AutoViML / AutoViz

Automatically Visualize any dataset, any size with a single line of code. Created by Ram Seshadri. Collaborators Welcome. Permission Granted upon Request.
Apache License 2.0
1.71k stars 197 forks source link

Image size is too large error. Autoviz creating enormous image sizes #62

Closed Benzidrine closed 2 years ago

Benzidrine commented 2 years ago

I tried to use Autoviz on the following dataset: https://www.kaggle.com/c/house-prices-advanced-regression-techniques

Using the following code to call Autoviz: dftc = AV.AutoViz('../input/house-prices-advanced-regression-techniques/train.csv', depVar='SalePrice', verbose=0, chart_format='bokeh')

It was unable to display the charts without error giving the following error:


KeyError Traceback (most recent call last) /tmp/ipykernel_133/4057966485.py in ----> 1 dftc = AV.AutoViz('../input/house-prices-advanced-regression-techniques/train.csv', verbose=0, chart_format='bokeh')

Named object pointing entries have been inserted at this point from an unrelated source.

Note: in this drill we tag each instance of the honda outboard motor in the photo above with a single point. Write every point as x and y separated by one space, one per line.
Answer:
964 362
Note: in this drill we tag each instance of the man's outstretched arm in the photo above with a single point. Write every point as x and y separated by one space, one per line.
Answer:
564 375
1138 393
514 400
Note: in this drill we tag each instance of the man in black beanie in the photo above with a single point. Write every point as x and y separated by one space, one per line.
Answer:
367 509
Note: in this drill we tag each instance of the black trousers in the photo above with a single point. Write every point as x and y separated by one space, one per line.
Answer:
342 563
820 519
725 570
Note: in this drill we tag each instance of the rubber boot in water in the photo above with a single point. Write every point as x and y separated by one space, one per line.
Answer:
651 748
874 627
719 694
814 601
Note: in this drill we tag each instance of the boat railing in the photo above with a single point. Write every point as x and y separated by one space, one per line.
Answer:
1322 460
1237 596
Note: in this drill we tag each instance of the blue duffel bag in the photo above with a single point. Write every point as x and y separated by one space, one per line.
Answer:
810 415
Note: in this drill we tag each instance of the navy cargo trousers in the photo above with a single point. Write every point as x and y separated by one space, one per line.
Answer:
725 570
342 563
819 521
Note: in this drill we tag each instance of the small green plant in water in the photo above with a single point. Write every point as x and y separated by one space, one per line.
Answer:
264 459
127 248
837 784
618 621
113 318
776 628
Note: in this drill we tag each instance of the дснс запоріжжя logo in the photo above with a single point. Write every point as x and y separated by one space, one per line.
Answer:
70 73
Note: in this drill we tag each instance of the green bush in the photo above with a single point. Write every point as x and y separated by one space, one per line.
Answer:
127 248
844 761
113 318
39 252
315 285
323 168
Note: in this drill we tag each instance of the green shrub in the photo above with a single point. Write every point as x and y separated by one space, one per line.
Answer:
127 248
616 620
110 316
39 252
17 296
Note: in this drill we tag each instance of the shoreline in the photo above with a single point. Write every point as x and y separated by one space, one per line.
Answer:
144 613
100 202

/opt/conda/lib/python3.7/site-packages/autoviz/AutoViz_Class.py in AutoViz(self, filename, sep, depVar, dfte, header, verbose, lowess, chart_format, max_rows_analyzed, max_cols_analyzed, save_plot_dir) 238 dft = AutoViz_Holo(filename, sep, depVar, dfte, header, verbose, 239 lowess,chart_format,max_rows_analyzed, --> 240 max_cols_analyzed, save_plot_dir) 241 else: 242 dft = self.AutoViz_Main(filename, sep, depVar, dfte, header, verbose,

/opt/conda/lib/python3.7/site-packages/autoviz/AutoViz_Holo.py in AutoViz_Holo(filename, sep, depVar, dfte, header, verbose, lowess, chart_format, max_rows_analyzed, max_cols_analyzed, save_plot_dir) 193 ls_objects.append(drawobj6) 194 if len(date_vars) > 0: --> 195 drawobj7 = draw_date_vars_hv(dfin,dep,date_vars, nums, chart_format, problem_type, mk_dir, verbose) 196 ls_objects.append(drawobj7) 197 if len(nums) > 0 and len(cats) > 0:

/opt/conda/lib/python3.7/site-packages/autoviz/AutoViz_Holo.py in draw_date_vars_hv(df, dep, datevars, num_vars, chart_format, modeltype, mk_dir, verbose) 940 if modeltype == 'Regression' or dep == None or dep == '': 941 kind = 'line' --> 942 hv_plot = dft[num_vars+[dep]].hvplot( height=400, width=600,kind=kind, 943 title='Time Series Plot of all Numeric variables and Target').opts(legend_position='top_left') 944 hv_panel = pn.Row(pn.WidgetBox( kind), hv_plot)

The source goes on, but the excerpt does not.